Tuesday, June 27, 2017

Jean Giono's The Horseman on the Roof - ill suited to any romanticism

Thinking ahead to a likely visit to Provence, I read what must be the best possible book for Provence tourists, Jean Giono’s The Horseman on the Roof (1951, tr. Jonathan Griffin).  An Italian nobleman is passing through Provence for some reason.  He has the bad luck, although in a sense his luck is better than that of many, to be there when the Asiatic cholera of 1832 breaks out, killing about a hundred thousand people in France on this pass.  Giono describes, in repulsive detail, I would guess about ten thousand of those deaths as Angelo rides and fights his way to – well, not safety but rather more comprehensible dangers.

I am quoting historian Jürgen Osterhammel’s passage on cholera from The Transformation of the World: A Global History of the Nineteenth Century (2009, tr. Patrick Camiller, p. 190):

Its symptomatology underlined its horrifying nature: it appeared suddenly and could theoretically strike anyone, leading with plague-like probability (more than 50 percent of cases) to death in a time that might be as short as a few hours.  Unlike smallpox, which causes a high fever, cholera is always described as a “cold” illness; unlike tuberculosis or “consumption,” it is ill suited to any romanticism.
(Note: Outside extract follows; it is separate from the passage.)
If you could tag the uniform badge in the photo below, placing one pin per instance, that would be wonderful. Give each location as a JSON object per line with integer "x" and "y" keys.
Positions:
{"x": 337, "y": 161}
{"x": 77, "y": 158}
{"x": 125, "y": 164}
The Horseman on the Roof is a historical post-apocalyptic novel, not a genre I know well.  It is as unflinchingly disgusting as the visual post-apocalyptic works I have seen, meaning comic books like The Walking Dead and Y the Last Man that seem to want their artists to draw every drop of escaped human fluid.  How much time do today’s comic book artists practice drawing viscera?   I would love to read a comparison of Giono’s novel and The Road.  Here is a sample that is horrifying but not so disgusting:

At Orange station the passengers in a train from Lyon began to pound as hard as they could on their carriage doors to get someone to come and let them out.  They were dying of thirst; many had vomited and were writhing with colic.  The engine-driver came along with the keys, but after opening two of the doors he could not open the third: he went away and rested his forehead on a railing; after a time he fell against it.  (Ch. 1, p. 16)

How handy for certain kinds of plotting to have a disease that makes characters drop dead on the spot.  The perverse thing is that The Horseman on the Roof, although constructed on a pile of blue corpses, is at heart 1) a complex and artful depiction of the Provence landscape and 2) a work of deep humanism.  Angelo, the Italian horseman, is deeply, existentially, concerned with heroism, with honor and glory, which makes him a plausible man of his time, but also with serious questions about how to live that are more those of a French writer of 1951, or of today.  How to do good.

I will make some attempt to pursue those ideas in my next couple of posts.

The 1995 Jean-Paul Rappeneau film, and how else could it function, tones down the horror quite a lot and turns the story into more of a Dumas-like adventure.  Much of the pleasure of the film is spending time gazing upon two actors who were among the best-looking humans on earth; too much body horror would spoil the effect.  I likely remember the movie poorly.  That was over twenty years ago.